Finding tangent lines that pass through given points

[methionine]

Homework Statement

Find the co-ordinates of all points on the curve f(x)= x³ whose tangent lines pass through the point (a,0)

Homework Equations

f '(x) = nx^n-1

The Attempt at a Solution

I am really not sure how to attack this question. My initial thoughts are to find f '(x) then, given the points (a,0), create a point-slope equation for a line. But, this would only give me one equation. On the other hand, when I look at the graph of x^3 I can't see how two tangent lines could share a point. I'm not sure how I would find the co-ordinates either.

f '(x) = 3x²

y = 3x² (x-a)

 

[SammyS]

Homework Statement

Find the co-ordinates of all points on the curve f(x)= x³ whose tangent lines pass through the point (a,0)

Homework Equations

f '(x) = nx^n-1

The Attempt at a Solution

I am really not sure how to attack this question. My initial thoughts are to find f '(x) then, given the points (a,0), create a point-slope equation for a line. But, this would only give me one equation. On the other hand, when I look at the graph of x^3 I can't see how two tangent lines could share a point. I'm not sure how I would find the co-ordinates either.

f '(x) = 3x²

y = 3x² (x-a)

... and y = x³ .

Hello methionine. Welcome to PF !

 

[methionine]

I'm sorry, what do you mean? "...and y = x³

 

[SammyS]

I'm sorry, what do you mean? "...and y = x³

Your line passes through the point (x, x³) as well as the point (a, 0).

 

[hotvette]

On the other hand, when I look at the graph of x^3 I can't see how two tangent lines could share a point.

I believe there are indeed two lines tangent to the curve that go through the point (a,0). Look carefully.

 

[methionine]

Hey guys, I spent the last day mulling this question over in my head, and decided to attack it in a slightly different way.

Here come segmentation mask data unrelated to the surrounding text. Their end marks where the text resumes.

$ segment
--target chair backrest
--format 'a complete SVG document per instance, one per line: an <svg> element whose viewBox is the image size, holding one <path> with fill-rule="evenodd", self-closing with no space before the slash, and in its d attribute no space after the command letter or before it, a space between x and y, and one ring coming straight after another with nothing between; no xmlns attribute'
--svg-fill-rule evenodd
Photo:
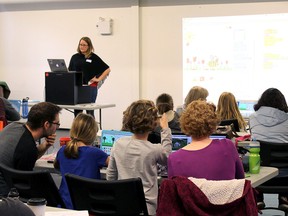
<svg viewBox="0 0 288 216"><path fill-rule="evenodd" d="M47 170L22 171L0 163L0 171L9 188L16 188L20 199L45 198L48 206L65 208L58 188Z"/></svg>
<svg viewBox="0 0 288 216"><path fill-rule="evenodd" d="M259 142L262 166L288 168L288 143Z"/></svg>
<svg viewBox="0 0 288 216"><path fill-rule="evenodd" d="M219 125L220 126L232 125L236 132L240 132L239 123L237 119L222 120Z"/></svg>
<svg viewBox="0 0 288 216"><path fill-rule="evenodd" d="M2 122L2 128L4 128L8 124L6 119L4 102L1 98L0 98L0 121Z"/></svg>
<svg viewBox="0 0 288 216"><path fill-rule="evenodd" d="M140 178L115 181L65 174L74 209L94 215L148 215Z"/></svg>

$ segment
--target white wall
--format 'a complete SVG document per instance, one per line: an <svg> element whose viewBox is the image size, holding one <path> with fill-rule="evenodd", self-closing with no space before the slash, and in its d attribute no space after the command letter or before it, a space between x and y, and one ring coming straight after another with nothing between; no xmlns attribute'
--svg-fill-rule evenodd
<svg viewBox="0 0 288 216"><path fill-rule="evenodd" d="M155 100L165 91L173 96L175 105L183 103L182 18L276 12L287 13L288 2L142 7L142 96ZM243 87L245 80L247 77L239 76L239 87Z"/></svg>
<svg viewBox="0 0 288 216"><path fill-rule="evenodd" d="M119 129L123 110L138 98L155 100L167 92L175 105L182 104L182 18L288 12L287 1L174 6L146 1L138 6L131 0L106 5L88 9L78 2L71 4L73 9L62 5L57 10L56 3L46 4L45 10L36 4L2 5L0 80L12 89L11 99L43 99L46 59L64 58L68 64L79 38L87 35L112 70L97 99L116 104L103 110L103 128ZM99 17L114 20L113 35L98 34ZM69 126L72 118L65 114L61 121Z"/></svg>
<svg viewBox="0 0 288 216"><path fill-rule="evenodd" d="M11 99L44 100L44 72L47 58L64 58L67 64L76 53L79 39L89 36L95 52L111 67L111 75L100 89L99 104L115 103L103 109L103 128L121 127L123 110L139 98L137 8L12 11L0 13L0 80L12 90ZM96 29L99 17L112 18L113 35L101 36ZM138 17L136 16L136 20ZM136 53L136 54L133 54ZM133 54L133 55L132 55ZM136 84L136 85L135 85ZM65 83L63 83L65 85ZM73 115L67 111L61 124L69 127Z"/></svg>

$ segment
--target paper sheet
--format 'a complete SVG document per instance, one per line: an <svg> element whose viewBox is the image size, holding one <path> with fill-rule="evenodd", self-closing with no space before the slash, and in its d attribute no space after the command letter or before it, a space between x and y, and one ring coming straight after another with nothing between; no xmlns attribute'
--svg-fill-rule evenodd
<svg viewBox="0 0 288 216"><path fill-rule="evenodd" d="M46 211L45 216L88 216L88 211Z"/></svg>

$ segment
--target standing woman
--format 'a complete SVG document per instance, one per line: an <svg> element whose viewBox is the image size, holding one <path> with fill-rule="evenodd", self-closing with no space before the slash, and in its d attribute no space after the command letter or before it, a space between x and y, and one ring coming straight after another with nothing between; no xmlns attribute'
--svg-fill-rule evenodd
<svg viewBox="0 0 288 216"><path fill-rule="evenodd" d="M79 41L77 53L71 57L70 71L82 71L83 84L91 86L91 103L95 103L98 89L110 73L109 66L94 53L94 47L89 37L82 37ZM83 110L75 110L74 116ZM87 110L87 114L94 117L94 110ZM94 117L95 118L95 117Z"/></svg>

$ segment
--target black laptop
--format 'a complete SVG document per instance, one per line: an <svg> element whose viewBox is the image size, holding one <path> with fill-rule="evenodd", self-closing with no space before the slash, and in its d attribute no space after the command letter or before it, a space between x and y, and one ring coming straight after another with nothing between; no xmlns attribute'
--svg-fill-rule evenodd
<svg viewBox="0 0 288 216"><path fill-rule="evenodd" d="M47 59L51 72L68 72L64 59Z"/></svg>

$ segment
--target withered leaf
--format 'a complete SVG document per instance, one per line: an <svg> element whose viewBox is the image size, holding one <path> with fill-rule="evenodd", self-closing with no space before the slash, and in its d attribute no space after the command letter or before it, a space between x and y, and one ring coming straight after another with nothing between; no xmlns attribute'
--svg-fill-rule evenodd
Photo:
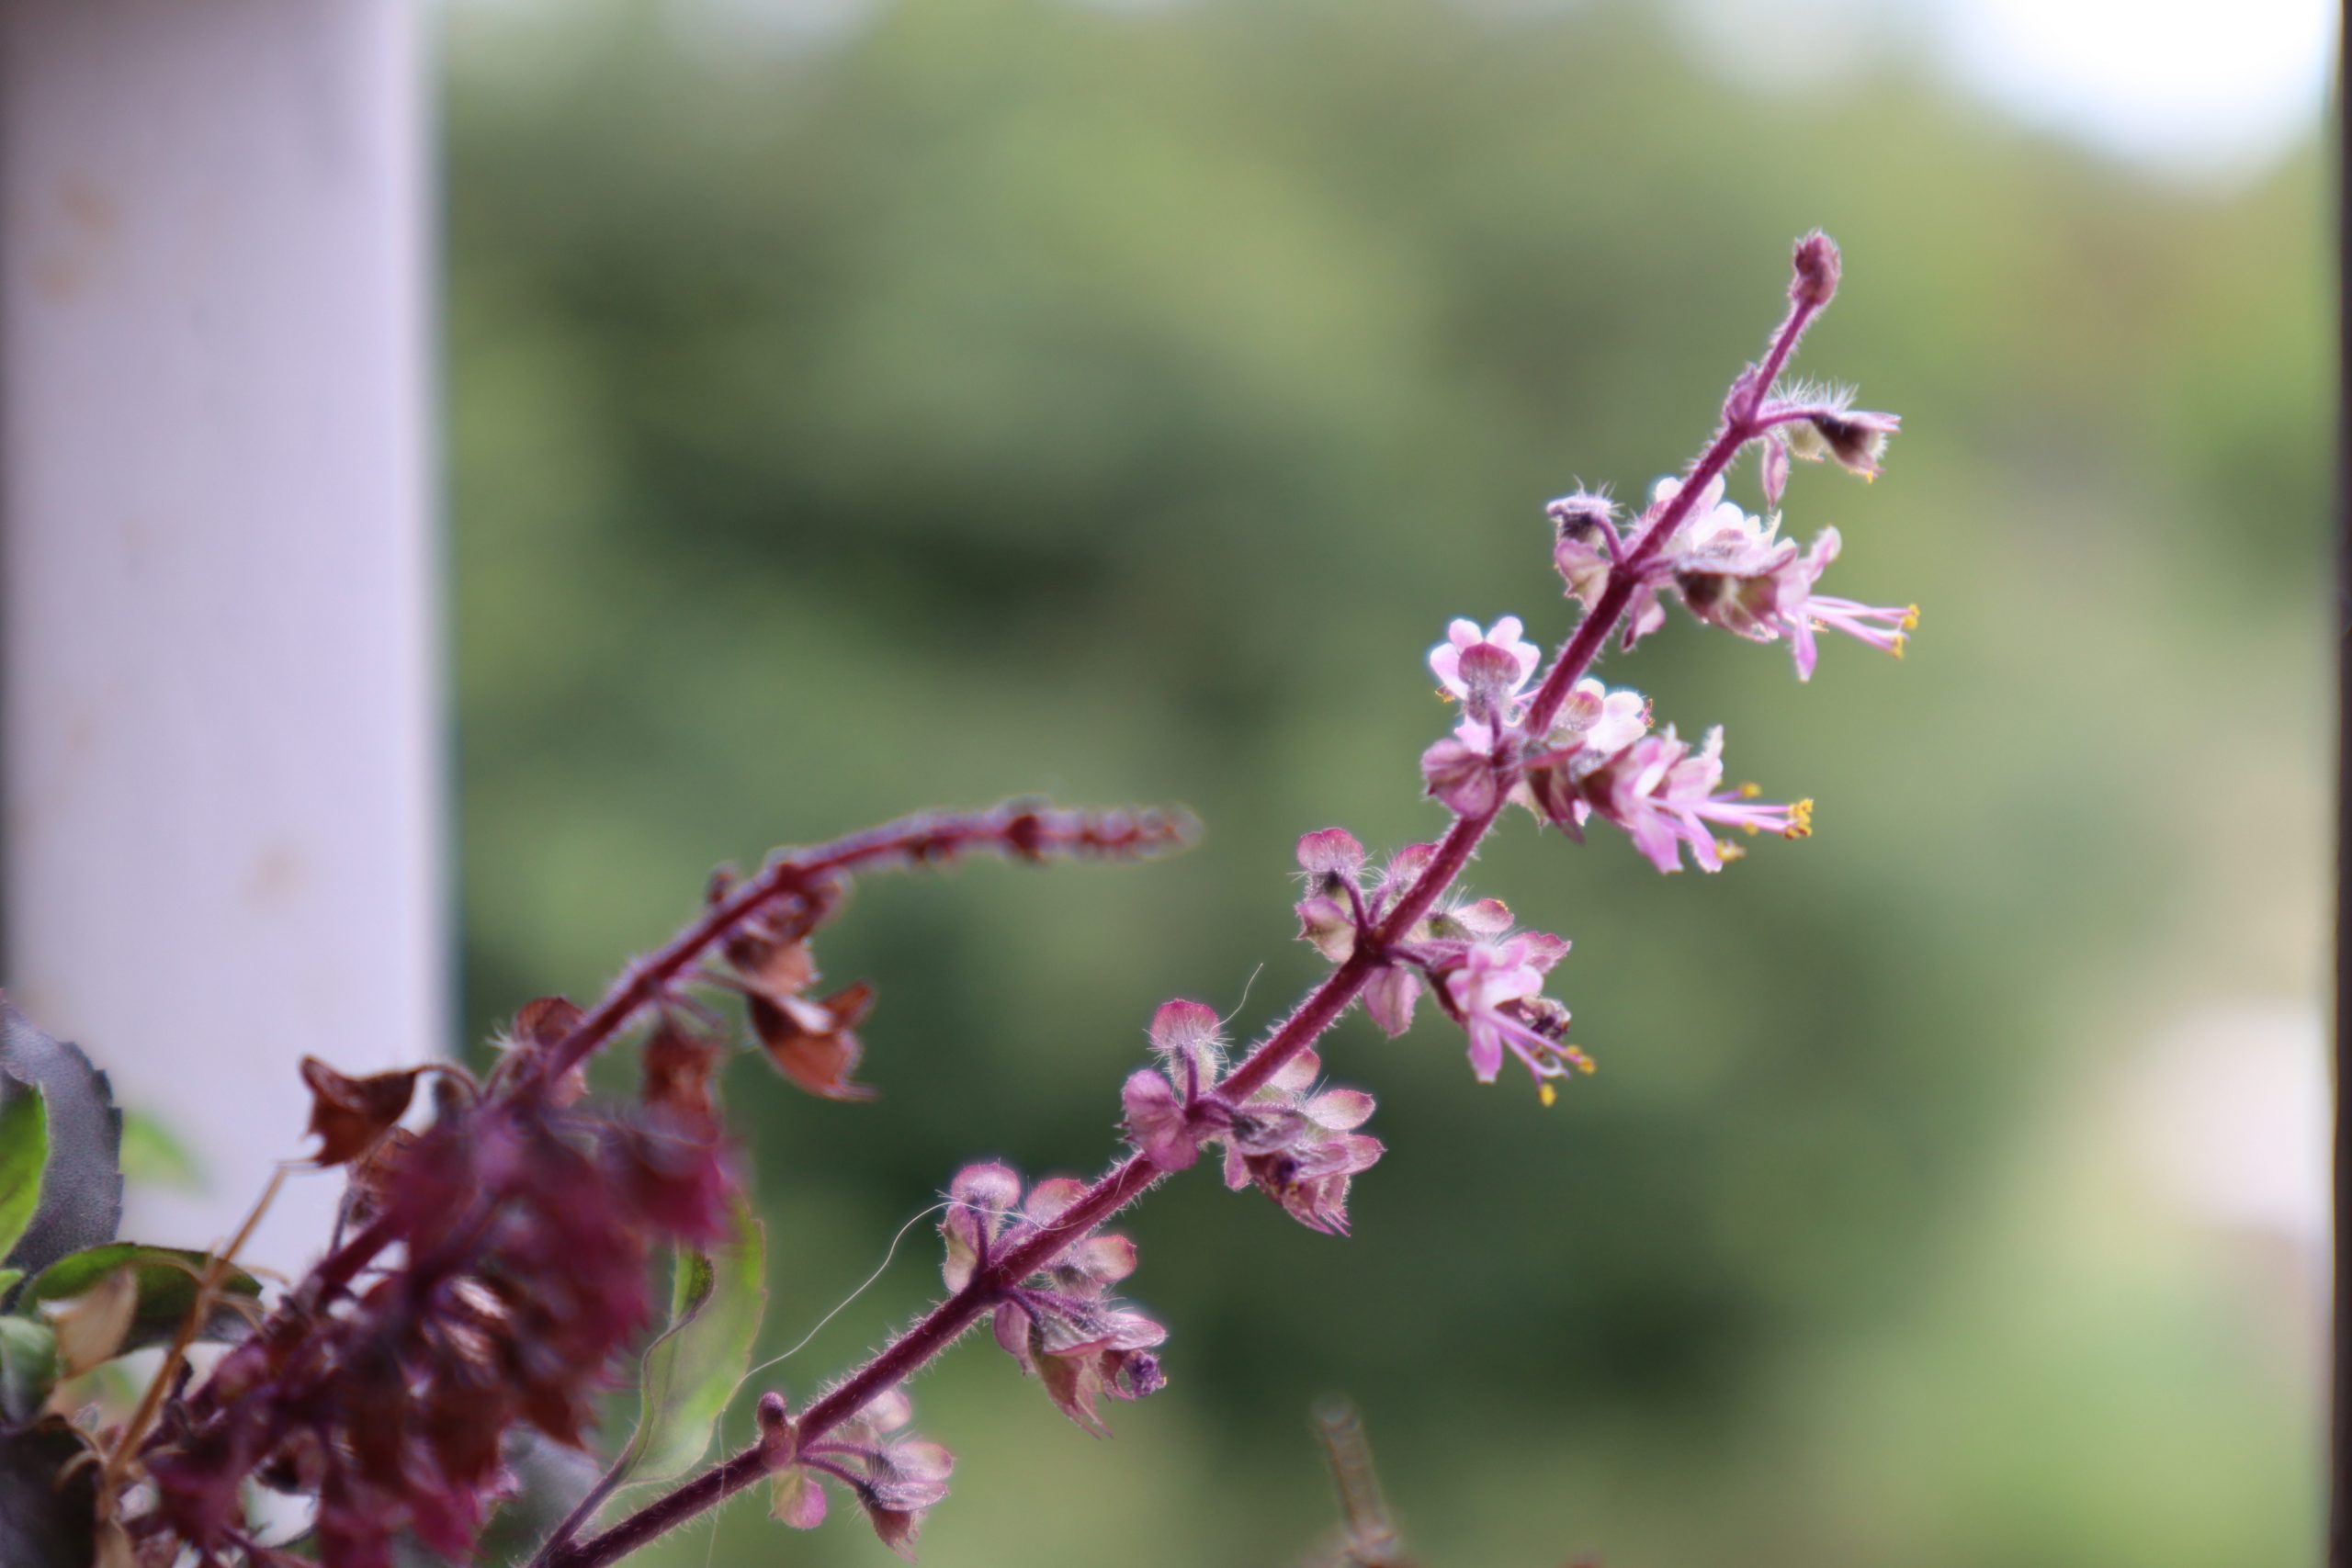
<svg viewBox="0 0 2352 1568"><path fill-rule="evenodd" d="M752 992L772 1002L797 997L817 978L817 960L799 938L738 936L727 943L727 962Z"/></svg>
<svg viewBox="0 0 2352 1568"><path fill-rule="evenodd" d="M778 1072L825 1100L874 1098L872 1089L851 1081L865 1054L855 1031L873 1010L873 987L860 981L820 1002L799 997L751 1001L752 1032Z"/></svg>
<svg viewBox="0 0 2352 1568"><path fill-rule="evenodd" d="M302 1058L311 1090L311 1131L319 1135L318 1163L341 1165L375 1147L408 1110L422 1067L345 1077L316 1056Z"/></svg>
<svg viewBox="0 0 2352 1568"><path fill-rule="evenodd" d="M79 1377L115 1358L139 1311L139 1272L117 1269L78 1296L46 1302L41 1315L57 1337L58 1368Z"/></svg>
<svg viewBox="0 0 2352 1568"><path fill-rule="evenodd" d="M645 1043L646 1105L698 1125L713 1122L717 1112L711 1104L710 1080L718 1058L716 1043L662 1020Z"/></svg>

Basically, did what I was doing up to this point, set a point-slope form equation using x and x and x³ and x₁ and y₁...

y-x³ = 3x²(x-x³)

Now, I know the line has to pass through (a,0) as well, so I plugged those values into X and Y and ended up with two points.

-x³ = 3x²(a-x³)

Kind of an interesting question for me. I hope my work checks out!